Would you choose a mate based on his or her religion? Age or ethnicity? Affinity for golf?
Peder Sahlin, CFO of online dating firm Avalanche, is betting that you would. Avalanche owns 20 matchmaking websites, including ones for Latin, Jewish, Christian, gay, senior, and golf-playing singles. The company will soon launch four more. Sahlin, a former CFO at Premier Capital Investors and controller at MCSi, says Avalanche thrives on catering to niches. It owns two broader dating sites, but it uses them to drive growth in more targeted markets, where there is less competition from “600-pound gorillas” like Match.com, Sahlin says.
Peder Sahlin, CFO, Avalanche
You might say Avalanche’s growth is only limited by the imagination of the company’s founders. Adding on new sites is easier than starting a new company, since the firm already has the accounting and e-commerce infrastructure in place, doesn’t have to add a lot of staff, and already has relationships with banks, Sahlin says. But Avalanche does face unique challenges to securing financing.
CFO recently spoke with Sahlin about how he manages growth at an unconventional company like Avalanche. The conversation, edited for clarity, follows.
How fast are you growing?
When I started with the company, we had one online dating site. Today we have around 20, and we’re adding four to six sites a year. We have some broad, core sites, like Date.com and Matchmaker.com, that allow us to get the smaller ones going. We let them generate cash, and then we get organic money instead of having to go to the market. But we’re moving away from the broader market to more specific niches, like golfing, religions or strong ethnic ties.
Why do you focus on the niche dating sites? And is there a point where they may get too specific?
There’s much more potential for us in niche markets than in broader dating sites, which would compete directly with Match.com. Of course, a site can get too specific, but we find sometimes that the very specific ones work well. Golfmates.com surprised a lot of us; we purchased the company and within a couple of months sales grew by 10 times. You can also get into things like spiritualism — people who are into yoga or meditation, for example. Another dating site is Mature Singles Click. The senior market is booming; they have a lot of disposable cash, and most of them are computer savvy.
It’s interesting that you have seen so much growth in the golf dating site. Maybe for some people golf is their religion or their orientation.
I’m not a golfer, but a lot of my family is. And to them, it’s almost like a religion. They live, eat, and breathe it, and I couldn’t care less. But then again, I’m a sailor; I like sailboats. That’s a different lifestyle.
Tell me more about the competition from the larger companies in the broader markets. You’re referring to competition for ad position in Google AdWords, right?

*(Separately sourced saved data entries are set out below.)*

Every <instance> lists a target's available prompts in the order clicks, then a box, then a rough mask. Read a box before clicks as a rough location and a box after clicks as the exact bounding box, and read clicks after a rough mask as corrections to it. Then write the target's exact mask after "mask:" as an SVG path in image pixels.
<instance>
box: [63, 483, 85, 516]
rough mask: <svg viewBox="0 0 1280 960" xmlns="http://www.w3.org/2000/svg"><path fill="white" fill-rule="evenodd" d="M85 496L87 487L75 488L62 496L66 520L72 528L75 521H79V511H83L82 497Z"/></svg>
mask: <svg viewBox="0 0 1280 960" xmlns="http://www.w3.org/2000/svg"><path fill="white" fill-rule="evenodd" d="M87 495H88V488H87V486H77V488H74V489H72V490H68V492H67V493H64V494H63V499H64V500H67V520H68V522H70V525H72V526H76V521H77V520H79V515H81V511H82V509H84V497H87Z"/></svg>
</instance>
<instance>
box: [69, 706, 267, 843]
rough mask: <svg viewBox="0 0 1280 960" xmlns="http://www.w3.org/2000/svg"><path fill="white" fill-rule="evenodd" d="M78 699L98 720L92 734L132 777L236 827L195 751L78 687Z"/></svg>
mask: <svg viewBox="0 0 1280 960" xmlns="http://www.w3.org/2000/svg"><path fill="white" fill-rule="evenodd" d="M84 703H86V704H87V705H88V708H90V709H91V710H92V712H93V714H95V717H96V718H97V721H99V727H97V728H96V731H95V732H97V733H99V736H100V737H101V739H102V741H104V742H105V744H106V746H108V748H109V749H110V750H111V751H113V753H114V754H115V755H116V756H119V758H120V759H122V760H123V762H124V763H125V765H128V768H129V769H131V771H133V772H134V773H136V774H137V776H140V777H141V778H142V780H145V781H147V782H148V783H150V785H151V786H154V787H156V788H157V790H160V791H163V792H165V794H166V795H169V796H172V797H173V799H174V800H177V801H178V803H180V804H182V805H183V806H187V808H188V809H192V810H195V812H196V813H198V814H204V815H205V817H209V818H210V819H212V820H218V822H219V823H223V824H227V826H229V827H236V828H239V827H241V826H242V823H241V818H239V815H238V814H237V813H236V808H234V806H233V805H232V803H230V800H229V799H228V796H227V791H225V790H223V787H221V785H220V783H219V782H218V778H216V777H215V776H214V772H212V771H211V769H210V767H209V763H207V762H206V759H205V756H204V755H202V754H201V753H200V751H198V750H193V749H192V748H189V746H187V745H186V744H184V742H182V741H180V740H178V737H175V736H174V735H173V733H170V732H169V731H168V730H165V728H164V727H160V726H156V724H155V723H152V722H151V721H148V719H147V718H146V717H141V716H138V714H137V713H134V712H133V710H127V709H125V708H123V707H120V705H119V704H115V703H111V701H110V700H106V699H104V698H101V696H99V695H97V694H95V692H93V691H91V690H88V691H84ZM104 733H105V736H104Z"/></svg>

Exactly. Google works on an auction basis, and for a search term such as matchmaker.com, which is our trademark, someone will bid $5 cost per click. No one in our industry can make money at that cost. So we let our competitors take better search positions for our trademarks. We know that they lose money on [those] activities, and we cannot compete based on the ability to outspend them. This is very similar to a margin squeeze in manufacturing, where you have to buy raw materials from the same group of companies that you are competing with in selling your finished goods.
What are the challenges to getting financing at an Internet dating company?
I don’t have receivables, I don’t have inventory. I have probably five million or six million dollars in fair market value of domain names. But that’s an intangible, and it’s hard to go out and borrow money [against] it. If I were manufacturing something, I’d have capital equipment, receivables and finished goods, and I might have buildings and land. In this world, besides the domain names, all I have is a cash-flow stream, and I have to borrow against that. That doesn’t mean I can’t buy capital equipment. If I want to buy a rack of computers, I can get the financing as long as I put up the computers that I’m buying to secure the loan.
As CFO, do you get involved in acquisition decisions?
I look at the risks and the numbers. I make sure that what [a target] tells us they generate is what they’re generating if we’re going to buy it. Or if we’re buying a domain name, that makes some amount of sense. Usually, as the CFO, you are the conservative, rational voice in a sometimes irrational world — especially at a highly entrepreneurial Internet company.